Juan Carlos Barrera: Para mim, o maior resultado foi que melhoramos nossa performance – custos, produção, segurança – e ficamos ainda mais flexíveis. Há pouco tempo, decidimos selecionar outra planta para gestão lean. Para que a transformação deslanchasse melhor, transferimos 15 pessoas de uma das primeiras plantas que transformamos. Essas pessoas representavam quase um quarto da equipe, incluindo o gerente e o gerente assistente. A primeira planta continuou a melhorar, da mesma forma que vinha fazendo antes dessa transferência, e a segunda planta vem registrando um grande progresso.

José Miguel Berguño: Foi algo totalmente novo para nós. Agora, podemos remanejar pessoas para ajudar a melhorar a performance em outra área, sem prejudicar a performance das áreas de onde elas vieram.

Carlos Diaz: A bem da verdade, devo dizer que a princípio meu objetivo era apenas reduzir um pouco mais os custos. No entanto, no decorrer do processo, fiquei muito mais focado em desenvolvimento de pessoas. Consigo ver o que as pessoas podem fazer e o que tem importância no longo prazo.

McKinsey: O que as pessoas estão fazendo de maneira diferente agora?

Carlos Diaz: Costumávamos dizer: “trabalhamos em equipe”, mas na maior parte do tempo não era muito em equipe – o supervisor dava uma ordem e os trabalhadores obedeciam. Hoje em dia, é mais uma conversa, as pessoas estão mais abertas a ouvir as outras. Qualquer um pode fazer uma apresentação ou manifestar uma opinião fundamentada. Por causa disso, as pessoas trabalham mais como uma equipe para procurar resolver problemas.

Juan Carlos Barrera: Muitos dos nossos funcionários passaram a ver a si mesmos como solucionadores de problemas. Antes, eles levavam os problemas para o supervisor ou o gerente; agora, gradualmente, eles estão aprendendo a aprimorar o que fazemos como empresa.

José Miguel Berguño: Há dois anos, eu diria que cabia aos gerentes ou líderes atingir novos objetivos, arrastando o pessoal atrás de si. Agora, temos tanta gente procurando melhorar o que fazemos, na empresa toda, que são os funcionários que arrastam os gerentes atrás de si. O papel dos gerentes é muito mais o de facilitar a implementação das ideias dos outros.
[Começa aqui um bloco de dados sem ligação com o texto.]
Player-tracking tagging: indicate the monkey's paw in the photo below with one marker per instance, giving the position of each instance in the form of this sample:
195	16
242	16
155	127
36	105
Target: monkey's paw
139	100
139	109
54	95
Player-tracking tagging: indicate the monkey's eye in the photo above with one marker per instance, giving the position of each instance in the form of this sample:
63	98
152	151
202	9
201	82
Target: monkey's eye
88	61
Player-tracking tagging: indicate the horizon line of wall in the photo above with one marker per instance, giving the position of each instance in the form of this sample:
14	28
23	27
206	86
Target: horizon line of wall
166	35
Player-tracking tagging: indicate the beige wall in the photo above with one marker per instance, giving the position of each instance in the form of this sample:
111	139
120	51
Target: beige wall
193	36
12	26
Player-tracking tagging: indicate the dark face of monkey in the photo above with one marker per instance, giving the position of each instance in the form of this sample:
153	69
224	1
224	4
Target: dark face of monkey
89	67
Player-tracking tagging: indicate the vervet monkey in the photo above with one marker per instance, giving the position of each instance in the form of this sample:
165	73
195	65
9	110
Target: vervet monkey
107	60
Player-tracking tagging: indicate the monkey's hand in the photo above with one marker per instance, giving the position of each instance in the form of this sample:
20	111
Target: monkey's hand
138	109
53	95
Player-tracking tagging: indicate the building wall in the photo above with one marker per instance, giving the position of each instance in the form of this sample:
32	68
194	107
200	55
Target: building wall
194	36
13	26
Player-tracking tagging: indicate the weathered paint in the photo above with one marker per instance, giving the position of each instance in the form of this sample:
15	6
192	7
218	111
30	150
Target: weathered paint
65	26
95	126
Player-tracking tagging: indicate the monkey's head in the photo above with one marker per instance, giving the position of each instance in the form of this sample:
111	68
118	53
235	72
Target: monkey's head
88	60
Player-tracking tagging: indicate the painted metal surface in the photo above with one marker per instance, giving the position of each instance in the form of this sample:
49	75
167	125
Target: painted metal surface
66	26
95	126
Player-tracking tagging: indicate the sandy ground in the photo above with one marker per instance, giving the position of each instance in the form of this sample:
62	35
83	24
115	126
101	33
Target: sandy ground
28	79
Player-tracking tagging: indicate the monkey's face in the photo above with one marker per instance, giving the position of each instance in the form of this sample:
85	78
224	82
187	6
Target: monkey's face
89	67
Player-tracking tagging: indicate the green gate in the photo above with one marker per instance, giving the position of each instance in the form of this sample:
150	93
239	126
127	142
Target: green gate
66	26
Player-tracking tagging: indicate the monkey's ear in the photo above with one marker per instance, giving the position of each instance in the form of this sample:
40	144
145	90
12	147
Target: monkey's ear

McKinsey: E como líderes, o que vocês estão fazendo de maneira diferente?

José Miguel Berguño: Como líder, meu estilo era exercer o maior controle possível sobre tudo que acontecia na minha área. Eu achava que era assim que eu gerava valor para a organização e, portanto, tomava muitas decisões, até decisões menos importantes. Acho que eu realmente era o gargalo. Agora, consigo resultados melhores quando procuro desenvolver mais as pessoas e fazer perguntas a elas, de modo que a decisão possa vir delas, e não de mim.

Juan Carlos Barrera: Eu me concentrava em muitos detalhes. Mas precisamos ter humildade e ver que as pessoas podem tomar boas decisões e que nossa tarefa é ajudá-las nesse sentido. Não se trata de desenvolver apenas meus subordinados imediatos; penso em todos os níveis, porque as pessoas são o futuro da nossa empresa.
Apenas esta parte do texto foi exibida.